I imagine that solders returning from the battlefield know that feeling too, the whiplash speed at which the vivid present becomes the distant past, at least to outside observers. Those who survive those sickeningly fast transitions must carry the mental lag with them for a long, long time. Even their loved-ones rarely understand.

The movie begins on a dusty road in rural Texas, and it ends there too. Again, a number of people tell me that they can't stand Cast Away's conclusion. Chuck regains his fiancée whom he left at an airport with the promise, "I'll be right back" -- only to lose her again. This damned movie wasn't a love story at all! It is about loss: loss of dignity, loss of possessions, loss of faith in the stories we tell ourselves to make sense of modern life.

At the end of the movie, Chuck has lost everything, carrying his world in a rental car. Yet he is more fully human than he's ever before been. Thus the meaning of the last lines, when Chuck meets Bettina:
Bettina: You look lost.

Chuck: I do?

Bettina: Where ya headed?

Chuck: Well, I was just about to figure that out.

Bettina: Well, that's 83 South. And this road here'll hook you up with I-40 East. Um, if you turn right, that'll take you to Amarillo, Flagstaff, California. And if you head back that direction, you'll find a whole lot of nothing all the way up to Canada.

Chuck: I got it.

Bettina: Well, all right then. Good luck cowboy.
We spend our lives seeking escape from what we've sought. We build cities only to dream of the "Old West." We covet jobs only to romanticize retirement. And we make fetishes out of communication devices only to bemoan the obligations of our hyper-connected world.

But Chuck Noland has found a reprieve on that quiet crossroad amidst our empire of signs. Here, now, his freedom is most real. No one waits. No one trails. Every choice is new. For a moment at least, his life opens as an endless horizon.

Some people hated the ambiguity of his last stare into the camera, for Chuck is clearly not happy in the ways that magazines and television shows have trained us to interpret happiness. Yet he's not sad either. He will not follow Bettina down that dusty road, but he might. Some folks hate not knowing what happens next.

For Chuck, and for this movie, that's the whole point.

Visit IMDB's post on Cast Away.

5 comments:

detroit dog said...

I liked the movie, especially the humanization of Wilson. I've always liked to believe he follows Bettina back down that dusty road. (Partly because her partner's name, by movie's end, is missing from the front gate.)

Pensive post.

Anonymous said...

I think this is one of the best movie endings of all time. He's at a crossroads, people, it's not that hard to grasp!
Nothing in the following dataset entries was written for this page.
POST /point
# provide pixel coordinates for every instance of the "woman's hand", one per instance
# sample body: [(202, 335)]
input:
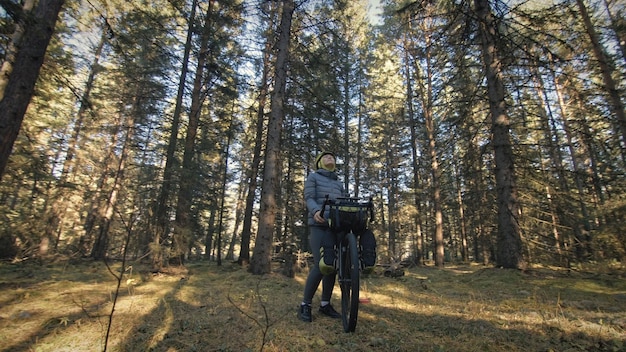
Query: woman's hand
[(318, 217)]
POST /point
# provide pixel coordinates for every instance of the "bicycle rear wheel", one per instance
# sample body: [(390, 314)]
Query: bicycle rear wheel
[(349, 283)]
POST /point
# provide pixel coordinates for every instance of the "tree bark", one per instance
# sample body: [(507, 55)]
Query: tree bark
[(162, 218), (183, 228), (509, 244), (22, 78), (253, 172), (260, 261), (606, 67)]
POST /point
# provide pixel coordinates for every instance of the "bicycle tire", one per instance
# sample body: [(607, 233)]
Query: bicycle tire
[(349, 283)]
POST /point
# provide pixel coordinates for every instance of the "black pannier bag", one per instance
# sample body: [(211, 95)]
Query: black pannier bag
[(349, 216)]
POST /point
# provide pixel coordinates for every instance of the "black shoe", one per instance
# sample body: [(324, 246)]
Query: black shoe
[(328, 310), (305, 313)]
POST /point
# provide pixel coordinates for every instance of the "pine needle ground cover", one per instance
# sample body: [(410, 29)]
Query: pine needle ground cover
[(203, 307)]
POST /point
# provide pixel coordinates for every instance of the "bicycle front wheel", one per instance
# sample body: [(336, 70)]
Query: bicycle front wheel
[(349, 283)]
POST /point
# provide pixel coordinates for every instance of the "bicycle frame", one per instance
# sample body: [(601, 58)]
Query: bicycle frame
[(348, 261)]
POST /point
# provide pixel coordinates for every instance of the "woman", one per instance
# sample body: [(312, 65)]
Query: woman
[(322, 182)]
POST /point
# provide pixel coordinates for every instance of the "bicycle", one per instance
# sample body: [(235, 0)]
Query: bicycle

Not every movie has to do ALL our thinking for us.

Aktuelle tilstand: said...

This is my favorite Movie and in my imagination Chuck jumps in the car, drives up to the Elvis digging Bettina (worked With elvis playing in the beginning). Chuck loves Elvis too. A hint. A common bond. They are the same age and both are single. Chuck has one hell of a story to tell and he shares it With Bettina and they are in desperate love within a couple of days and married within a couple of months to live forever on the ranch and Dicks name is replaces With chuck.

Aktuelle tilstand: said...

This is my favorite Movie and in my imagination Chuck jumps in the car, drives up to the Elvis digging Bettina (worked With elvis playing in the beginning). Chuck loves Elvis too. A hint. A common bond. They are the same age and both are single. Chuck has one hell of a story to tell and he shares it With Bettina and they are in desperate love within a couple of days and married within a couple of months to live forever on the ranch and Dicks name is replaces With chuck.

Unknown said...

I love this movie. I originally thought it was a love story between chuck and Kelly but I don't think it is. The woman that is his soul mate is Bettina. The fact that they both loved Elvis. Also for chuck to meet her, he had to go through all of that adversity. Bettina had to go through her own adversity/divorce. Interesting how chuck was in Russia the same time as Bettina's husband. I like to think that he followed her down the dusty road.